Academic background
- Alma mater: University of Oxford
- Thesis: Anglo-Scandinavian literature in post-Conquest England (2013)

Academic work
- Notable works: Winters in the World
- Website: aclerkofoxford.blogspot.com

= Eleanor Parker (historian) =

British historian

Eleanor Catherine Parker is a British historian and medievalist. As of 2022 she is lecturer in Medieval English Literature at Brasenose College, Oxford, and was previously a Mellon Postdoctoral Fellow at The Oxford Research Centre in the Humanities (TORCH). She is a columnist at History Today.

== Career ==
Parker studied Old and Middle English and Old Norse Literature at the University of Oxford. She started her blog, "A Clerk of Oxford", in 2008, whilst an undergraduate student at Oxford. The blog won the 2015 Longman-History Today award for Digital History. It was described as "unrivalled in bringing in outsiders to understand the reality of everything from the Dwarves' treasure to God's Darling" and "an orchard of golden apples" by Christopher Howse in The Daily Telegraph. In 2019, Parker read from the Knútsdrápur, and interpreted its meaning, in a programme for BBC World Service.

==Books==
In May 2018, she published her first book, Dragon Lords: The History and Legends of Viking England.

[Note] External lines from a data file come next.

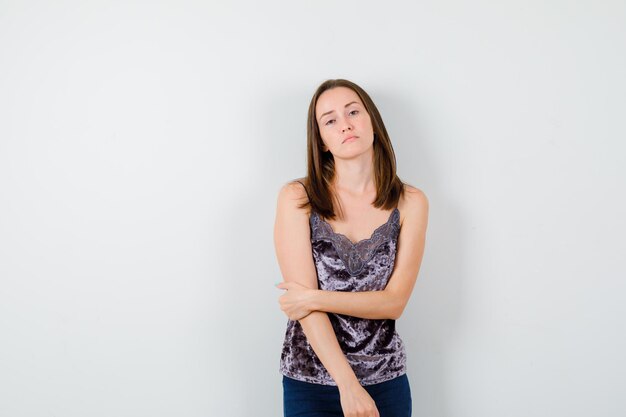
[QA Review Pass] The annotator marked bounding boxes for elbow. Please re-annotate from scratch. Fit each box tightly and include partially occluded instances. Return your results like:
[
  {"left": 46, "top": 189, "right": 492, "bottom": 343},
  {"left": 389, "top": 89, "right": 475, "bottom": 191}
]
[{"left": 389, "top": 301, "right": 406, "bottom": 320}]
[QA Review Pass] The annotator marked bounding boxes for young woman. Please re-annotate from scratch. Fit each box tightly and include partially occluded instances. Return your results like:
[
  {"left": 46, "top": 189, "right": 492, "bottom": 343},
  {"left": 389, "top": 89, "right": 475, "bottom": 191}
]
[{"left": 274, "top": 79, "right": 428, "bottom": 417}]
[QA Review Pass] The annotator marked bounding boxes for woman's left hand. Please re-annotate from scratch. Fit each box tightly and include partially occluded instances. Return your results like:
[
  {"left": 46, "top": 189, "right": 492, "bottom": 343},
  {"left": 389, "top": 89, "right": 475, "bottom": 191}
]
[{"left": 276, "top": 281, "right": 316, "bottom": 320}]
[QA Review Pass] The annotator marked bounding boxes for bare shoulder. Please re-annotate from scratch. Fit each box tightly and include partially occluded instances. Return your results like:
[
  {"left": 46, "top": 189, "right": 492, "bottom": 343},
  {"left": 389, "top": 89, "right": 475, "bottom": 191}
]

Her second book, Conquered: The Last Children of Anglo-Saxon England, was published in 2022, and was selected by The Times as one of the best books of 2022.

Her third book, Winters in the World: A Journey through the Anglo-Saxon Year, was described by Kathryn Hughes as a "magical exploration of the weather literature left behind by the poets, scientists and historians of Anglo-Saxon Britain", by Christopher Howse as "fascinating and authoritative", and by Charlie Connelly as a "beautifully written account [which] transports us through each season in a deeply sensual manner". It was selected by Dominic Sandbrook writing in The Times as one of the 25 best history books of 2022 and by Michael Wood as one of the 21 best books for history lovers in BBC History Magazine. In a review for First Things Francis Young described the book as "a beguiling and compelling vision of sacred time" which "faithfully and richly portrays the distinctiveness of early Christian England".

Her fourth book, Hoarded Gold: A Book of Old English Wisdom, will be published by Uppsala Books during 2026.